Debunking 4 Common Myths about Credit Scores

Myths about Credit Scores

Despite how important credit scores are in the financial world, they’re shrouded in mystery. It’s not always clear how they work, and this misunderstanding and Myths about Credit Scores can lead you to make mistakes that hurt your score. 

To help protect your score, keep reading to get the facts straight. 

Myth #1: You Can’t Borrow with Bad Credit

Can’t is such a loaded word. It implies that borrowing on bad credit is impossible, even in an emergency when you need help covering an unexpected, essential repair. 

What’s more accurate is that you shouldn’t borrow until you raise your score to at least prime. Many financial advisors tow this line because you’ll pay more in fees if you have a low score.

Life doesn’t always play by these rules. Your pipes could burst before you have time to raise your score, and you need to borrow to repair them safely. 

Emergency loans exist to help people with bad credit handle these problems. If you plan on applying for emergency loans with a bad credit history, it’s important you understand the costs. Look at your APR and monthly payments to ensure they’re something you can handle. 

Myth #2: You Should Keep a Small Balance

Some people mistakenly believe they should keep a small balance on their credit cards or lines of credit.
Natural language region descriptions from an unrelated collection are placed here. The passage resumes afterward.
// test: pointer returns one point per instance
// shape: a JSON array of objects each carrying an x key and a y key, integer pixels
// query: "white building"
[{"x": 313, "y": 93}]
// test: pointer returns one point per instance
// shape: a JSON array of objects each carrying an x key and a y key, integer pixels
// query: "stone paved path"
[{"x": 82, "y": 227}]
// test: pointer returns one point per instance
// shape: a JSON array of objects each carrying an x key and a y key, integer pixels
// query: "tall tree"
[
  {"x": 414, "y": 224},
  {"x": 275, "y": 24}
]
This myth comes from misunderstanding how your utilization ratio impacts scoring.  

This ratio expresses how much of your available line of credit you use compared to its full limit. For example, a $200 balance on a $1,000 line of credit equals a 20% ratio.
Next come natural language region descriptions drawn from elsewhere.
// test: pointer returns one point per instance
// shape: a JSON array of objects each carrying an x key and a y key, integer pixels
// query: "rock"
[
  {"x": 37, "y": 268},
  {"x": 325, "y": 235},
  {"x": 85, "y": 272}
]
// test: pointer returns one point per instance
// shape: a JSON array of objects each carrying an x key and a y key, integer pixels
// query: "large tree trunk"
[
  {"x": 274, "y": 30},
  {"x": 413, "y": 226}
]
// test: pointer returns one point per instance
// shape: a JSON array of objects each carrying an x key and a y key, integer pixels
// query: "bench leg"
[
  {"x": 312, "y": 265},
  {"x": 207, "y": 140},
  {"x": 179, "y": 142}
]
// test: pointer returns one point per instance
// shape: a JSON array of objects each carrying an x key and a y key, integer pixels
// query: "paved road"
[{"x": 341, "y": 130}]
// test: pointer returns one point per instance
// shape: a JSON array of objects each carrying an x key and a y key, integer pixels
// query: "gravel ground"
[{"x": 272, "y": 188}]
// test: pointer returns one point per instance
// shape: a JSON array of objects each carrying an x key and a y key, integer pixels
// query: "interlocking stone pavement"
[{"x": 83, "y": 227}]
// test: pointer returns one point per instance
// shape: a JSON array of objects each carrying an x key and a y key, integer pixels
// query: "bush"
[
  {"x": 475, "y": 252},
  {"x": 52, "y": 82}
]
At 20%, you would fall under one popular rule of thumb to keep your ratio below 30%. But in reality, zero is the best option. 

Any balance carried over to another billing cycle is subject to interest and fees, which means you’ll pay more to keep this balance on your line of credit. It also ties up your available line of credit, leaving less on hand in an emergency. 
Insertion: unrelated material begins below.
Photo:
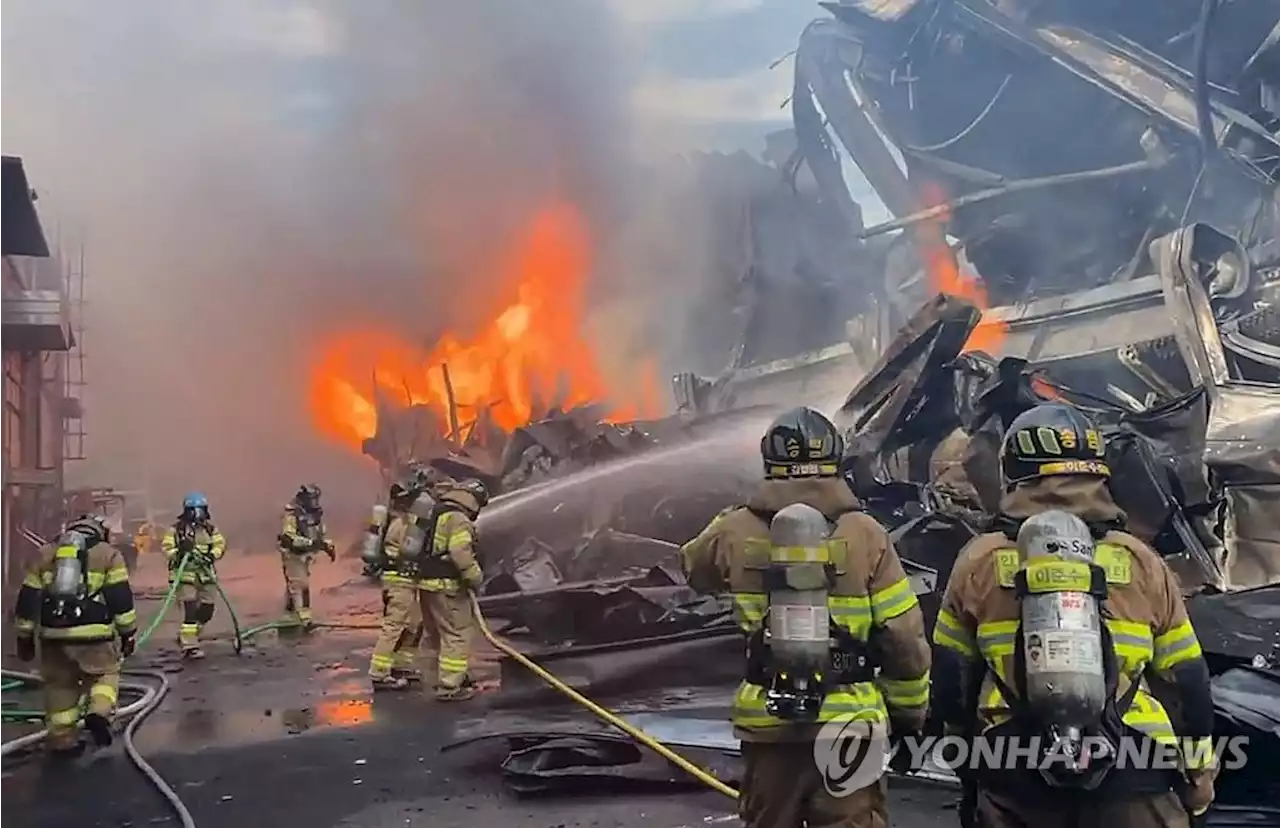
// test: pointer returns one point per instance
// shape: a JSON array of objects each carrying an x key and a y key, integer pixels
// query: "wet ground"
[{"x": 289, "y": 735}]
Myth #3: Every Bill Contributes to Your Score

Your payment history is one of the biggest contributors to your score, but not every bill you pay will affect this official payment record. It depends on your creditor or lender. 

Some financial institutions or utility providers submit your payment to the major credit scoring agencies with every bill cycle — regardless of whether you pay on time or late.

Others will only share your bad behavior to these scoring agencies. They won’t submit timely payments, but they will alert the agencies to late or missing payments.

This big reveal shouldn’t change your approach to paying bills. Every bill you pay on time may not actively contribute positive points towards your score, but it will keep negative entries from your report.

Myth #4: Checking Your Credit Will Bring it Down

Here’s another Myths about Credit Scores that’s based on half-truths. 

In some cases, when certain online direct lenders or mortgage brokers check your credit, they do so in a way that leaves a mark on your report. Depending on what’s already in your file, this can bring your score down temporarily before it reverts to normal.

This doesn’t apply to any self-administered checks. That’s because you should be checking this report and score often. You get three free ones every year so that you can track your finances and catch any inaccuracies. 

Don’t let these Myths about Credit Scores misinform your approach to your finances. Increase your score by focusing on fact-based advice.